Le jeune homme se jette à genoux :
« Maître, tu l’as dit ! C’est vrai. C’est ce que j’ai dans le cœur, et je n’arrivais pas à me décider. Le vieux prêtre Jonathas a cru, puis il est mort. Il était âgé, moi je suis jeune. Mais je t’ai entendu parler au Temple… Ne me repousse pas, Seigneur, car là-bas tous ne te haïssent pas, et je suis de ceux qui t’aiment. Dis-moi ce que je dois faire, comme lévite…

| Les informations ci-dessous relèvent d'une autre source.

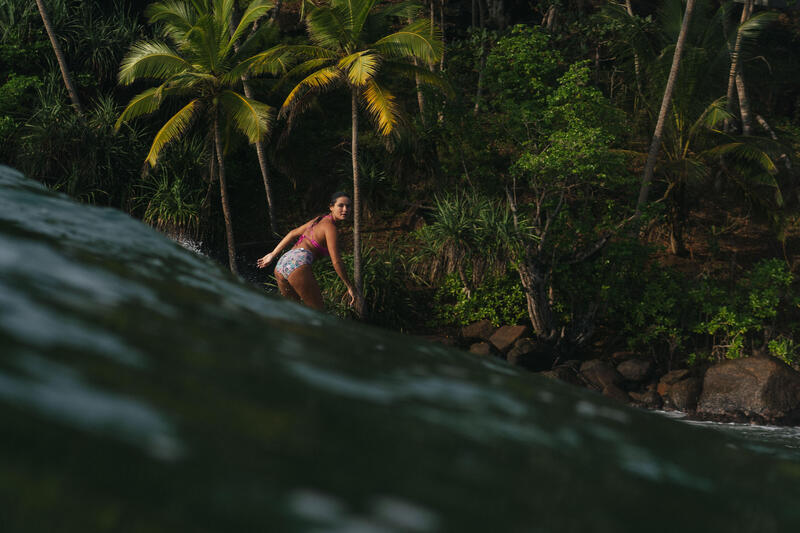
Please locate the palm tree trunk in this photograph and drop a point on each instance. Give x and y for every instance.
(260, 149)
(223, 191)
(655, 145)
(747, 10)
(357, 274)
(62, 62)
(636, 65)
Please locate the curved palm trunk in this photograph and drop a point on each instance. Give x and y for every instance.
(655, 145)
(357, 275)
(62, 62)
(223, 191)
(260, 149)
(734, 78)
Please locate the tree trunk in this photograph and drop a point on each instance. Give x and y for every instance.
(744, 104)
(62, 62)
(223, 191)
(655, 145)
(357, 274)
(537, 299)
(636, 66)
(747, 10)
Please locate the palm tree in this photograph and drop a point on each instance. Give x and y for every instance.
(655, 145)
(203, 65)
(62, 61)
(354, 46)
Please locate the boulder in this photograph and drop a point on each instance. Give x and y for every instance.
(680, 389)
(669, 379)
(764, 389)
(565, 373)
(648, 399)
(600, 374)
(615, 393)
(635, 370)
(505, 337)
(482, 330)
(530, 354)
(484, 348)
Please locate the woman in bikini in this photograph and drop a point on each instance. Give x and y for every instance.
(316, 238)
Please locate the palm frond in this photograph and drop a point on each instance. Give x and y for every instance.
(327, 27)
(143, 103)
(713, 115)
(417, 40)
(396, 69)
(253, 12)
(274, 61)
(174, 128)
(321, 79)
(176, 16)
(382, 106)
(151, 59)
(744, 152)
(252, 118)
(359, 11)
(360, 67)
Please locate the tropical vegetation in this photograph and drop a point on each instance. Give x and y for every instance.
(615, 175)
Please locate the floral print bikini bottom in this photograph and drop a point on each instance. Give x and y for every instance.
(292, 260)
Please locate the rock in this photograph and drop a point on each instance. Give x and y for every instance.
(623, 356)
(680, 390)
(635, 370)
(482, 330)
(447, 341)
(669, 379)
(484, 348)
(506, 336)
(614, 392)
(684, 394)
(600, 374)
(530, 354)
(764, 389)
(564, 373)
(648, 399)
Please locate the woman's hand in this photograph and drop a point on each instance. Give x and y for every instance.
(264, 261)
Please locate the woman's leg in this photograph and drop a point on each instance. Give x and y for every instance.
(286, 288)
(303, 282)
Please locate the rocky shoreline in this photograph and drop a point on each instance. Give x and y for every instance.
(759, 390)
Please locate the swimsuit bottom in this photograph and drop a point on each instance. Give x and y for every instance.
(292, 260)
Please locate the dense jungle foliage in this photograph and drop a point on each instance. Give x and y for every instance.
(500, 157)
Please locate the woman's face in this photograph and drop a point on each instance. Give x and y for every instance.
(340, 209)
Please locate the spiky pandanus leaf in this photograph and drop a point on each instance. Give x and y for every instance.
(251, 118)
(172, 129)
(151, 59)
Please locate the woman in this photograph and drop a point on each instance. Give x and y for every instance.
(316, 238)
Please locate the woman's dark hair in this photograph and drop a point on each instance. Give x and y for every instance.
(338, 194)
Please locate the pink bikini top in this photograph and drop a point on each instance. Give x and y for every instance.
(315, 244)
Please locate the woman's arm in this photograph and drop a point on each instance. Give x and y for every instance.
(295, 233)
(332, 241)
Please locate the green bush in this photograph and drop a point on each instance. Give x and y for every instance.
(388, 299)
(499, 299)
(750, 314)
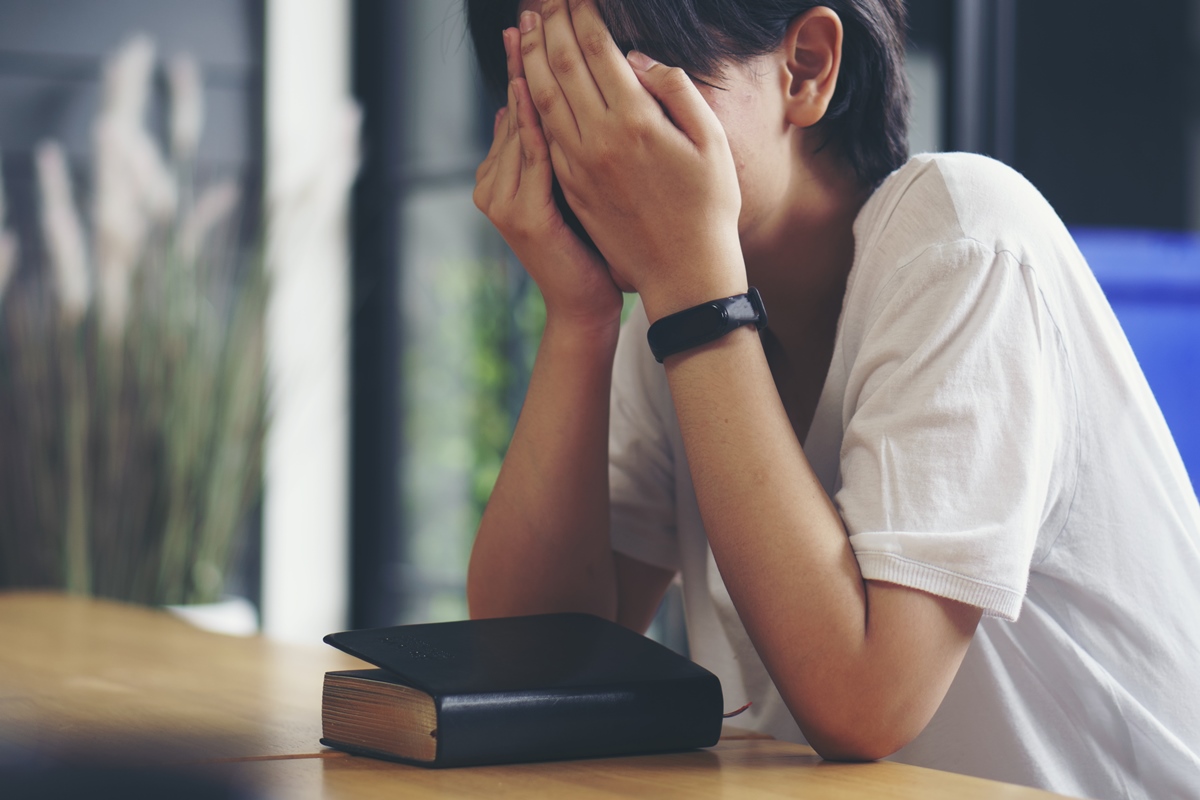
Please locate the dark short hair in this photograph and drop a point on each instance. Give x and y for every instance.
(868, 118)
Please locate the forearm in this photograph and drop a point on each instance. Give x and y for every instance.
(838, 649)
(543, 545)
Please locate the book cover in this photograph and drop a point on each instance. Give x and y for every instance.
(519, 689)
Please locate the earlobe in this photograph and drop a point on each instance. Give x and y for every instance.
(814, 58)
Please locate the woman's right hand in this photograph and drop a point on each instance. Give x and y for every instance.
(513, 187)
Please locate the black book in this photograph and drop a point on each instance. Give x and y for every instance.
(519, 689)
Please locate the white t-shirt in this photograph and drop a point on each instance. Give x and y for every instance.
(987, 435)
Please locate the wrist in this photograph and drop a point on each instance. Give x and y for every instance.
(697, 282)
(582, 334)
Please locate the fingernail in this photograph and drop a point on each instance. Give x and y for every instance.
(640, 61)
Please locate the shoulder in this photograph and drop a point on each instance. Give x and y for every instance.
(937, 198)
(952, 212)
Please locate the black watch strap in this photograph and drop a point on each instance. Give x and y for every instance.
(705, 323)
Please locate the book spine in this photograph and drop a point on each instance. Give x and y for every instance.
(653, 716)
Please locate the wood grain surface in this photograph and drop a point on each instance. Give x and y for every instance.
(133, 684)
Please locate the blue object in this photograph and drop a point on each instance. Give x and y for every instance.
(1152, 280)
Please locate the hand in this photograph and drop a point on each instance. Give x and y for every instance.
(513, 187)
(641, 157)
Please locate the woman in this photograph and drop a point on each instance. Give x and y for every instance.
(931, 511)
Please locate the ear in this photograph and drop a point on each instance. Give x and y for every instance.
(813, 48)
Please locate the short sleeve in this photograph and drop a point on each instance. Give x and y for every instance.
(641, 461)
(949, 433)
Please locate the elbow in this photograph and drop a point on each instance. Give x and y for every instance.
(859, 737)
(859, 746)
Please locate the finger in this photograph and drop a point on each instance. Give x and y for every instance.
(535, 168)
(605, 60)
(678, 96)
(557, 118)
(511, 50)
(567, 59)
(508, 161)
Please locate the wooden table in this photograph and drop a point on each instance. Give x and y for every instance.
(137, 684)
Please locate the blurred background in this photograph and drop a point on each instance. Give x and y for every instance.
(400, 331)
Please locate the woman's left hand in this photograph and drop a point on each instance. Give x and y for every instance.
(642, 160)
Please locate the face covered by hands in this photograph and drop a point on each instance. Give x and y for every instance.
(514, 187)
(641, 158)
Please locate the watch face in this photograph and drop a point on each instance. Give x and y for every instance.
(699, 323)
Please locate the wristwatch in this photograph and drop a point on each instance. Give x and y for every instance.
(705, 323)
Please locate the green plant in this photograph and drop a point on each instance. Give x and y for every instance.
(132, 382)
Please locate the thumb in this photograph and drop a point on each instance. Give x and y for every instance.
(677, 95)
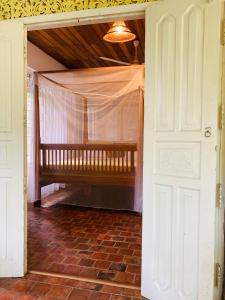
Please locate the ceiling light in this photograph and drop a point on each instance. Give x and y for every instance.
(119, 33)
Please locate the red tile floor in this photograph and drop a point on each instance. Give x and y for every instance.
(91, 243)
(39, 287)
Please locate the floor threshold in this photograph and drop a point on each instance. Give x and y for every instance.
(85, 279)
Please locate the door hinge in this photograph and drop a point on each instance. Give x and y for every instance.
(219, 195)
(25, 187)
(218, 276)
(223, 33)
(221, 117)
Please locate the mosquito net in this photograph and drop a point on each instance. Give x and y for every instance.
(98, 105)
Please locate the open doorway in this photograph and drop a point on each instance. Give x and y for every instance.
(85, 141)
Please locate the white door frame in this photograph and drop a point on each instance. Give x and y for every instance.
(83, 17)
(75, 18)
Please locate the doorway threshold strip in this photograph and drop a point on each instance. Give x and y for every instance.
(85, 279)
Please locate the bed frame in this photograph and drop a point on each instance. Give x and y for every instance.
(89, 163)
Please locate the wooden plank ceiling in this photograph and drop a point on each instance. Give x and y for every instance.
(81, 46)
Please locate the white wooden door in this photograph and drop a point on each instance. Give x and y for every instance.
(181, 100)
(11, 149)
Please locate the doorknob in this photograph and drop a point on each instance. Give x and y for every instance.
(208, 132)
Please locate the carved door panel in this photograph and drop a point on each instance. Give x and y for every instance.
(181, 94)
(12, 85)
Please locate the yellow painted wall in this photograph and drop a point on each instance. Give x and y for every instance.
(23, 8)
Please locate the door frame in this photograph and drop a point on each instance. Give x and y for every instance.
(75, 18)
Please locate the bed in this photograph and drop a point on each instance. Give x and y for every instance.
(106, 164)
(93, 161)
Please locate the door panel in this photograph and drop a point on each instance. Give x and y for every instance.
(181, 100)
(11, 149)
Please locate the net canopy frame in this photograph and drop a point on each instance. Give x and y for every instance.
(100, 106)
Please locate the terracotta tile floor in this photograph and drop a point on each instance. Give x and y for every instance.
(41, 287)
(89, 243)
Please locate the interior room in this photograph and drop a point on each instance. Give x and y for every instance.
(85, 143)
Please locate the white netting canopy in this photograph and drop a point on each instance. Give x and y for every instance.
(102, 101)
(94, 105)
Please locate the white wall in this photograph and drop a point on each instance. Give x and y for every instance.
(38, 60)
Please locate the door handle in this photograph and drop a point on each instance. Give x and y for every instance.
(208, 132)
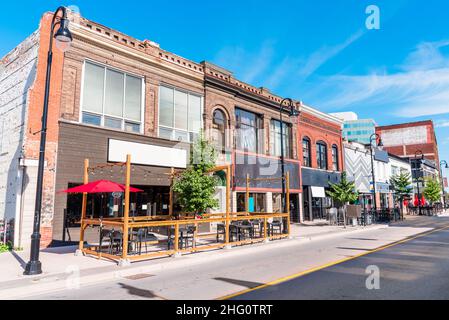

– Ton devoir, jusqu’au temps nouveau. Réfléchir, car tu ne vas pas vers la gloire terrestre en venant à moi, mais vers la souffrance. Si tu persévères, tu obtiendras la gloire au Ciel. Instruis-toi dans ma doctrine ; affermis-toi en elle…
– Avec quoi ?
– Le Ciel lui-même te soutiendra par ses signes. Deviens fort à l’aide de mes disciples ; apprends et pratique de plus en plus ce que j’ai enseigné. Agis de la sorte, et tu auras la vie éternelle.
– Je le ferai, Seigneur. Mais… puis-je encore servir au Temple ?
– Je te l’ai dit : jusqu’au temps nouveau.
– Bénis-moi, Maître. Ce sera ma nouvelle consécration. »
Jésus le bénit et l’embrasse. Ils se séparent.
490.10 « Vous voyez ? C’est cela, la vie des ouvriers du Seigneur. Il y a un an que la semence est tombée dans ce cœur, et cela n’a pas semblé être une victoire, puisqu’il n’est pas venu aussitôt à nous. Un an plus tard, le voilà qui arrive pour confirmer mes propos de tout à l’heure. C’est une victoire. Et n’embellit-elle pas notre journée ?
– Tu as toujours raison, mon Jésus… Mais fais attention à Judas ! Je regrette de le répéter. Je le sais. Tu le sais… Mais j’ai ce tourment au fond du cœur … Je n’en parle pas aux autres, mais … je suis certain qu’ils l’ont eux aussi. »
Jésus ne réplique pas. Il dit :
« Je suis content que Joseph et Nicodème m’aient donné cet argent, ainsi j’ai pu envoyer une aide à mes petits pauvres de Galilée… »
Les voilà arrivés à la Porte et, à peine entrés en ville, ils se perdent dans la foule.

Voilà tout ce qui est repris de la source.